Sadredin, the air pollution district executive, has offered testimony to Congress that the government's air quality standards are impossible to meet. On a Fresno radio talk show over the summer, he described his agency's governing board as pro-business and conservative and said the ultimate solution would be for the EPA to "back off."

He and others note that about 80% of the San Joaquin Valley's air pollution comes from mobile sources, including cars, trucks and tractors that are regulated by the state and beyond the air district's reach. They also cite studies measuring polluted air drifting into the valley from Asia and argue that they should not be liable because it is from outside the United States.

The air district's latest disagreement with the EPA centers on air monitors in two of the San Joaquin Valley's smoggiest places.
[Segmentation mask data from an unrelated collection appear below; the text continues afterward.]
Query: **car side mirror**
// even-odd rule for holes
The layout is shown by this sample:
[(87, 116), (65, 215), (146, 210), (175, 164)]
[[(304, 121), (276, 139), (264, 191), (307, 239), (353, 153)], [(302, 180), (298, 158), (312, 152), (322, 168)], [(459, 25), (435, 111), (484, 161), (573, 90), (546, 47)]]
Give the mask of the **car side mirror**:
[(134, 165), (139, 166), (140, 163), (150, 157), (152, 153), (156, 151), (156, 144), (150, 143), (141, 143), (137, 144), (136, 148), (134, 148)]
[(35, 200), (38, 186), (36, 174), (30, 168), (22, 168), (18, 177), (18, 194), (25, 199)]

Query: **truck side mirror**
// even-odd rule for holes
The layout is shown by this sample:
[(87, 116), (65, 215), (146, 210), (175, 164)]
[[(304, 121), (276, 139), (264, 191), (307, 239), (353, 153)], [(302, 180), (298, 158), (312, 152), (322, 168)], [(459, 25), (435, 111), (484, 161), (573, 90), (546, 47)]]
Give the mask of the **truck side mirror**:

One in the Kern County community of Arvin was moved to a location with better readings after its lease expired in 2010 and another in Fresno was turned off nearly one-fifth of the time in 2011, according to the EPA.

San Joaquin Valley air regulators are now drafting a report to submit to state and federal regulators in support of their smog declaration. The document, they say, will explain that the Fresno air monitor was shut down for maintenance during the morning and in winter, when ozone is not a concern. It will also cite a study last summer that showed the new monitor in Arvin registers higher pollution levels than the old site.

"We may get bogged down on a technicality" Sadredin said, "but we believe we have solid scientific support."